Facebook Canada, in collaboration with Agence France-Presse (AFP), has launched its third-party fact-checking program in Canada. Aimed at helping combat fake news, the program is part of Facebook Canada’s ongoing Elections Integrity Initiative to ensure the platform is a space for authentic civic engagement. AFP has been certified through Poynter’s International Fact Checking Code of Principles, a non-partisan International Fact-Checking Network. Through the program, AFP fact-checkers on the ground in Canada will review Canadian news stories on Facebook in English and French and rate their accuracy. Canadians will be informed if a story they shared on Facebook has been rated as false. As well, Pages on Facebook that repeatedly share fake news will be seen less across people’s News Feeds.
Facebook’s Messenger Kids app, aimed at children under 13, is now available in Canada. The Public Interest Advocacy Centre (PIAC) penned an open letter to Facebook urging it not to launch the app in Canada. PIAC has serious concerns about the use of the data collected, saying the app can equally be viewed as a form of surveillance: “a pre-consented-to ‘wiretap’ of children’s communications that is retained indefinitely for unknown purposes.”
Sony Crackle, Sony’s free video streaming service, will no longer be available in Canada as of June 28. The ad-supported movie and TV platform had been available in Canada since 2010. Under a partnership with Bell Media, some of the content previously available on Crackle will be accessible on new VOD services CTV Vault and CTV Movies later this year.
The Canada Cup International Softball Championship and CBC Sports have struck a new five-year partnership. The agreement sees CBC Sports livestream every international game of the six-day tournament at cbcsports.ca as well as via the CBC Sports app for iOS and Android, including the 2018 event from July 17–22. The Canada Cup is held in Surrey, BC annually drawing top female athletes and teams from around the world.

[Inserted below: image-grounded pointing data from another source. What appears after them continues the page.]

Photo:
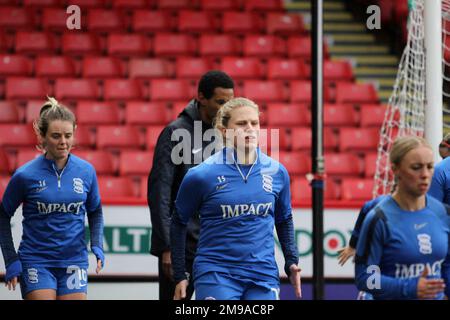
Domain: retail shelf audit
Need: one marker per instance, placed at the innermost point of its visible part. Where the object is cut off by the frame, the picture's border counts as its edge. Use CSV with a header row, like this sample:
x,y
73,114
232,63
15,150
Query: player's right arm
x,y
160,195
12,198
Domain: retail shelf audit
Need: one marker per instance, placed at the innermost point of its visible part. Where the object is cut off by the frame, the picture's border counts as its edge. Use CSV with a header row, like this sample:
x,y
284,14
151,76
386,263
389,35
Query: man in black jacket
x,y
214,89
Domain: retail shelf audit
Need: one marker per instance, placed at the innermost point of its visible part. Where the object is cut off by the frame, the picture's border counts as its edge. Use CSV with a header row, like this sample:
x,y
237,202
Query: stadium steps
x,y
348,38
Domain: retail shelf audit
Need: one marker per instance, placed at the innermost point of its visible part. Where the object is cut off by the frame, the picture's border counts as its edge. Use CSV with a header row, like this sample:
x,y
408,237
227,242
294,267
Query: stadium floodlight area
x,y
415,105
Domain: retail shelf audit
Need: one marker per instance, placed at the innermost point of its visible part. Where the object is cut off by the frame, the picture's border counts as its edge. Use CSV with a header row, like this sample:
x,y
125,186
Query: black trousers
x,y
167,286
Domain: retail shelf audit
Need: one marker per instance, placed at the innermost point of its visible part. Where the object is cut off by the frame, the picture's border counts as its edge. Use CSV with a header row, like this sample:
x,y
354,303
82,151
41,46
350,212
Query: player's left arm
x,y
95,221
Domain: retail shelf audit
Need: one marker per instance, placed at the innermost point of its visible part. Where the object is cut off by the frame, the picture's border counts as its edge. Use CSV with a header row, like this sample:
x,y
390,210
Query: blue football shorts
x,y
223,286
72,279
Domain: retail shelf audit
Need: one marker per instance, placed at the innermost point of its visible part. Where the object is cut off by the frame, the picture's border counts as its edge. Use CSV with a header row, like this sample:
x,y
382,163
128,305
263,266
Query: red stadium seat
x,y
127,44
55,66
81,43
240,22
170,90
339,115
15,65
296,163
26,88
337,71
343,164
122,89
135,162
147,68
370,164
355,93
301,138
263,5
4,180
190,21
103,161
118,137
102,67
98,113
41,3
264,91
273,139
357,189
372,115
152,135
4,43
112,188
177,108
220,5
285,114
192,67
147,113
9,112
86,3
218,45
30,42
263,46
75,89
284,24
300,47
175,4
15,18
152,21
301,190
242,67
5,166
359,139
26,155
84,137
55,19
102,20
172,44
32,109
130,4
17,135
286,69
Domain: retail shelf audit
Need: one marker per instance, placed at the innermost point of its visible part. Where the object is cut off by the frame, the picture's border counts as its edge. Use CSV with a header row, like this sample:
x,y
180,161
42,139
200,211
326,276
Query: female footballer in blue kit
x,y
240,194
403,247
56,189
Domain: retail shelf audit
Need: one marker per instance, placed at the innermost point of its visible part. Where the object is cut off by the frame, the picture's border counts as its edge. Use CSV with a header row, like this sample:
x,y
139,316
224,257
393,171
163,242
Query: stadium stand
x,y
134,65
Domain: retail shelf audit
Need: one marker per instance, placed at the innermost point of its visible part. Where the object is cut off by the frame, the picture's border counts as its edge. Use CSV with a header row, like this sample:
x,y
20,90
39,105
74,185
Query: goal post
x,y
415,105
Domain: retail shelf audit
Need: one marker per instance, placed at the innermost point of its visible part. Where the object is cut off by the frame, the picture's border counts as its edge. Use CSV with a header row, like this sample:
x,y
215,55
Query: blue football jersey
x,y
395,247
369,205
54,209
238,207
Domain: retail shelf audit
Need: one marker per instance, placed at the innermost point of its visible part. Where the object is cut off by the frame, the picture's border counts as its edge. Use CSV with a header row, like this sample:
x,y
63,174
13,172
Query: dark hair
x,y
51,110
214,79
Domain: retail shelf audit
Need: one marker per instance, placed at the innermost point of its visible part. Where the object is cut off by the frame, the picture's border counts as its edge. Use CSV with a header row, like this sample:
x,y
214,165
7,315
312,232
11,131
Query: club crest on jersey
x,y
267,182
42,186
424,243
78,185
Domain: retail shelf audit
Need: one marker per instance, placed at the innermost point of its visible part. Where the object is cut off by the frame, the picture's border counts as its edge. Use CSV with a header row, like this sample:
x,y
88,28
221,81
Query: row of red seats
x,y
218,5
160,45
150,21
99,67
131,137
113,187
160,113
21,88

CBC ombudsman Esther Enkin says the public broadcaster can’t delete an online article about the former mayor of St. Albert, AB violating the Municipal Government Act, even though he was later found to have been acting in “good faith.” While Nolan Crouse took issue with the story’s phrasing and characterization, Enkin says CBC Journalistic Policy does not allow for the removal of articles except in extraordinary circumstances where there are purveiling personal safety or legal concerns. Enkin writes: “Our published content is a matter of public record. To change the content of previously published material alters that record. Altering the record could undermine our credibility and the public’s trust in our journalism.” Enkin also discounts claims by Crouse that CBC has the power to influence Google search rankings.